As your model data is ingested into the Arthur platform, it is indexed into a distributed columnar datastore. Not only is this highly scalable (can easily handle petabytes of model data), but it allows for rapid aggregations and queries, thus allowing exploratory and ad-hoc access to all the information about historical model performance. You don’t have to make the difficult choice to subsample or summarize your data, and you don’t need to decide your favorite metrics ahead of time. You’ll have at your fingertips all the historical data about your model’s inputs, predictions, performance, explanations, and other insights. This enables a powerful ability to slice-and-dice model performance across any facets or subpopulations that are relevant to you. For Arthur users, this capability results in two particularly powerful ways of monitoring data and models.

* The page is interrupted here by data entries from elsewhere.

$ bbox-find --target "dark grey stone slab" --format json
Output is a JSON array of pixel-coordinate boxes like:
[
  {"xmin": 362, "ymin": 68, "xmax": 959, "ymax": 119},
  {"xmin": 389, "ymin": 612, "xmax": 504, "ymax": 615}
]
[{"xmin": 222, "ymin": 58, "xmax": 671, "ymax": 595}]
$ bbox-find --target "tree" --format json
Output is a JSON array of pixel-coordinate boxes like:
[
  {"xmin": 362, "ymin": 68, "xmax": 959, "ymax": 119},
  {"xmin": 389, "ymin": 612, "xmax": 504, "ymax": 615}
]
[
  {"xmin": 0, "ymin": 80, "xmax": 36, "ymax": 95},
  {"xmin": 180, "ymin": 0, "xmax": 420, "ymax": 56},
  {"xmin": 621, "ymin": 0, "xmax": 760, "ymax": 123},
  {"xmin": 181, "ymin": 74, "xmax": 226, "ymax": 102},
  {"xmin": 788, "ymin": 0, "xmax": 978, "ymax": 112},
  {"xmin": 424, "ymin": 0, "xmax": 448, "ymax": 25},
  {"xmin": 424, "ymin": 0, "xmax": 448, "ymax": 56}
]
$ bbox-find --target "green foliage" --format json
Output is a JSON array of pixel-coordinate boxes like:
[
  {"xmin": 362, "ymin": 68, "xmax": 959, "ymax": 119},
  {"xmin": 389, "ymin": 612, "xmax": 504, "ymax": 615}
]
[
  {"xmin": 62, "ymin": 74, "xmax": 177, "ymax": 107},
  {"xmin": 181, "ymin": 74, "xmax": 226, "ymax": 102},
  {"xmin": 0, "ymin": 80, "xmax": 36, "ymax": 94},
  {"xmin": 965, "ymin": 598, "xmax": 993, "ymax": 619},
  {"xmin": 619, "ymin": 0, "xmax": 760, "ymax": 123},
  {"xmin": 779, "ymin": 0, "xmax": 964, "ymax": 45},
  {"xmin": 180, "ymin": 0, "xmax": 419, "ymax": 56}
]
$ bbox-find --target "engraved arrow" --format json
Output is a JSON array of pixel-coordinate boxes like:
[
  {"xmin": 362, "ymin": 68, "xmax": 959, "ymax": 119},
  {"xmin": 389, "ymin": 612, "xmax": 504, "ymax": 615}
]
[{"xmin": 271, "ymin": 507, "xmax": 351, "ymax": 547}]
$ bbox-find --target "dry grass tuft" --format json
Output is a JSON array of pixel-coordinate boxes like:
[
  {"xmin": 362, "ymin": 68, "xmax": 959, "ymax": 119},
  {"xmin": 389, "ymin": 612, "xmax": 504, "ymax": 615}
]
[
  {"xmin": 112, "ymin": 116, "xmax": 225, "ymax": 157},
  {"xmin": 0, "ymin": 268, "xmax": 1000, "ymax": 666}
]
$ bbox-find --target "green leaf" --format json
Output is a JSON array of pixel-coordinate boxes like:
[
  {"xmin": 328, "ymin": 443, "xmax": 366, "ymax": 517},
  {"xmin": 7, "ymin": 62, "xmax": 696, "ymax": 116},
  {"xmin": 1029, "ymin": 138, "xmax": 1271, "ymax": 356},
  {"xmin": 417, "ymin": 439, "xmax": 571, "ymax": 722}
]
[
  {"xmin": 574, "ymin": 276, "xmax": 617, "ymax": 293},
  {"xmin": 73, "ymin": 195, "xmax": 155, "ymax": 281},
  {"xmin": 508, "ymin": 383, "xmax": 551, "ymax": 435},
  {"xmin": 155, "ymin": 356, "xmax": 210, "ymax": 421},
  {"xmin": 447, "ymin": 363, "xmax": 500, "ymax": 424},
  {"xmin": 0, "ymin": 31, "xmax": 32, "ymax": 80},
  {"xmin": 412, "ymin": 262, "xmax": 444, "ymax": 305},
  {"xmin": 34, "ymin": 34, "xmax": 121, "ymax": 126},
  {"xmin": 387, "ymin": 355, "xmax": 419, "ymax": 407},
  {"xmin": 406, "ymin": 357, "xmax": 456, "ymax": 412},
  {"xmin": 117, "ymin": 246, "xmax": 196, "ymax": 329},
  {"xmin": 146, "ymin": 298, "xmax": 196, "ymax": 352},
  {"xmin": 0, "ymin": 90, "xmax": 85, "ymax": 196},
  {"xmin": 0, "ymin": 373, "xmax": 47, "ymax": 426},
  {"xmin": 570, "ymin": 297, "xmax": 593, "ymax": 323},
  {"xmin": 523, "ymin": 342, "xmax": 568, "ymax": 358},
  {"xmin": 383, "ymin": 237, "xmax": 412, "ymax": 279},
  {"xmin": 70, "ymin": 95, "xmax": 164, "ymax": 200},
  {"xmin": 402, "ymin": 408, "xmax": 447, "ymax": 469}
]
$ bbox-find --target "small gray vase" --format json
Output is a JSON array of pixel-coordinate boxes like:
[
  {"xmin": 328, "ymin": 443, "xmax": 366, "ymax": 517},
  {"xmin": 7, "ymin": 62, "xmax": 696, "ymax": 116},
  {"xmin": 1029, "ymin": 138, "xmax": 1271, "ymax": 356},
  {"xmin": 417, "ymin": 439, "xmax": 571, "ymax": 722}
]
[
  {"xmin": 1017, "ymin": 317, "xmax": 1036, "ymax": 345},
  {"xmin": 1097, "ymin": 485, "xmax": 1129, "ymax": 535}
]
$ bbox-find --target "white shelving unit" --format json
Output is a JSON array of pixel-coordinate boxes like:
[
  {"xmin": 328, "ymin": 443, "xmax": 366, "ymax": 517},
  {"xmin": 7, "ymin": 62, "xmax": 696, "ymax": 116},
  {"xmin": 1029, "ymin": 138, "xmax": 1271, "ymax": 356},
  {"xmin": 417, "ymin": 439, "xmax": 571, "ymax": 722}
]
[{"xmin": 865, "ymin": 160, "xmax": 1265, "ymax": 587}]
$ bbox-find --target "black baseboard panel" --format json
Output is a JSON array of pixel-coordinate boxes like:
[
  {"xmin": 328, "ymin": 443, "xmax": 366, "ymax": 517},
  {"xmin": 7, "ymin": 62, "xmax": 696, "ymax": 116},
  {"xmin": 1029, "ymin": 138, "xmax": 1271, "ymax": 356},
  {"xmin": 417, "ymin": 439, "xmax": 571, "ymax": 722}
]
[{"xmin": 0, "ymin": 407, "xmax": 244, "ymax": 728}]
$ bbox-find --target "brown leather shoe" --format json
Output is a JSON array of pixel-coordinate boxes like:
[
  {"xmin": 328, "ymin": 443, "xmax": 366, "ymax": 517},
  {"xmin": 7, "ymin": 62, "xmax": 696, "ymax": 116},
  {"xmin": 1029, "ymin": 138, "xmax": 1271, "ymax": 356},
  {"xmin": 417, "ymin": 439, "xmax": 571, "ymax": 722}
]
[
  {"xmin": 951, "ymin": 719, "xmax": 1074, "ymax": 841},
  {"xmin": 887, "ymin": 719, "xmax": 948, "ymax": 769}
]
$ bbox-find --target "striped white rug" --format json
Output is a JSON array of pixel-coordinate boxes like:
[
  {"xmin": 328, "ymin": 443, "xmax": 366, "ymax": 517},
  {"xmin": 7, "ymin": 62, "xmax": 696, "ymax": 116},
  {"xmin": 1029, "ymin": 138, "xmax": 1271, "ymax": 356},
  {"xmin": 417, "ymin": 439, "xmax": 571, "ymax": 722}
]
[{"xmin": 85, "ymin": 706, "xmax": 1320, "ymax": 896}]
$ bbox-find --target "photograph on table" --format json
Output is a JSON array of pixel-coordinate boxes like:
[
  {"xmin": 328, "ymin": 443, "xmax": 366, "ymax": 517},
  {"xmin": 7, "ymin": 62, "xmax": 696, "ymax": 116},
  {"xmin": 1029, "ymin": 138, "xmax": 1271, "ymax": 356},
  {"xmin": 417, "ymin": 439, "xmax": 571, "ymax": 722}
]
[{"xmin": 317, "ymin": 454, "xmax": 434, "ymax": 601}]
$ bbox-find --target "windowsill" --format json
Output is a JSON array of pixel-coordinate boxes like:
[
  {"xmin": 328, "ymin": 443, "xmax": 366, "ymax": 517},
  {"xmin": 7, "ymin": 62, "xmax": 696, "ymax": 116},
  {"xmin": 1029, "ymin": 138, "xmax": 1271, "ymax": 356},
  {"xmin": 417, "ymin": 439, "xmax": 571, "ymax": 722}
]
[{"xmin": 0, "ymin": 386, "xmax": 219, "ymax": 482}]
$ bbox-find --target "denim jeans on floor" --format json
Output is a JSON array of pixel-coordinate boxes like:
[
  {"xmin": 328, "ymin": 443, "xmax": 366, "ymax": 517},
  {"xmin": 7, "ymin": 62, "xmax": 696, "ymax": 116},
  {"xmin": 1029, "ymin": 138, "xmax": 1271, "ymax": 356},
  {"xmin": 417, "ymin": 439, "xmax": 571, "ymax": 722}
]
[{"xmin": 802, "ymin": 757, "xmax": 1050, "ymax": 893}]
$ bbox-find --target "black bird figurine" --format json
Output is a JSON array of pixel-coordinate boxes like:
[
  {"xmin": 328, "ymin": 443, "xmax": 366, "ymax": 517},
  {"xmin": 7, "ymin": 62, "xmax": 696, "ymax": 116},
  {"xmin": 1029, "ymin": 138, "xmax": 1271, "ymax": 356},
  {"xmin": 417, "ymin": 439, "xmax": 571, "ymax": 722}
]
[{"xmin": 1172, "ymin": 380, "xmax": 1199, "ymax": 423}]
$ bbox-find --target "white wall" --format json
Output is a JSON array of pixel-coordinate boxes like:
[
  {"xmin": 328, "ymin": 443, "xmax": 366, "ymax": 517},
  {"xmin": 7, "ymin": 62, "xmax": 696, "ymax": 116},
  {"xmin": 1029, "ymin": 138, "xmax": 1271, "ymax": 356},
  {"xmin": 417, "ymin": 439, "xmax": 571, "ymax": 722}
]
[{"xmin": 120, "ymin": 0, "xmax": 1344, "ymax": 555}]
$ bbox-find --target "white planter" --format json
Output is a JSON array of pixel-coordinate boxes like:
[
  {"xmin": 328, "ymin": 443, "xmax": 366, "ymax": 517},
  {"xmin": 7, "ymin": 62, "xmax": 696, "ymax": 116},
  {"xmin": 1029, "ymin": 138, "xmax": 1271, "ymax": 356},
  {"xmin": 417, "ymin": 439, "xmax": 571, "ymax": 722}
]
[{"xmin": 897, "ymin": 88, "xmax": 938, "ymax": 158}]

The Arthur platform provides an interactive data visualization suite that allows you to explore and understand the data pertaining to your model. Our backend architecture allows us to compute the necessary aggregations, groupings, and filters in milliseconds, even over hundreds of millions of data points.
In the examples below, we can visualize the distributions and correlations amongst model inputs, outputs, and even explanations. We can quickly navigate through different time slices, facet the data by groupings of different variables, and understand your model’s predictions and data landscape.
In addition to the rich set of visualizations and metrics available in the Arthur UI, you can also fetch any and all of this underlying data (and computation) through our API. Our API-first approach means that data scientists can quickly check-in on model performance using a familiar tool, such as a Jupyter notebook. Our Query Engine exposes a SQL-like language that will be quickly familiar to data scientists, so that they can compute and visualize ad-hoc summaries and aggregations on large sets of data. As an example, one day we might be curious to know how our model is performing for Males versus Females, and if that has been changing over time. We construct a query with familiar group-by’s and filters and the Arthur backend computes aggregations over millions of inferences in just a few milliseconds. The result of this query is easy to drop into a pandas DataFrame for quick visualization.
In addition to model evaluation metrics, it is a snap to get a quick view of the distribution(s) of a model’s input or outputs, to understand how they may be shifting over time.
From a notebook, we can quickly and easily dive into any subpopulations and assess model performance and data stability. Once we are alerted to issues with model performance or data drift, having this data at our fingertips empowers us to conduct an investigation and drill down to its root cause.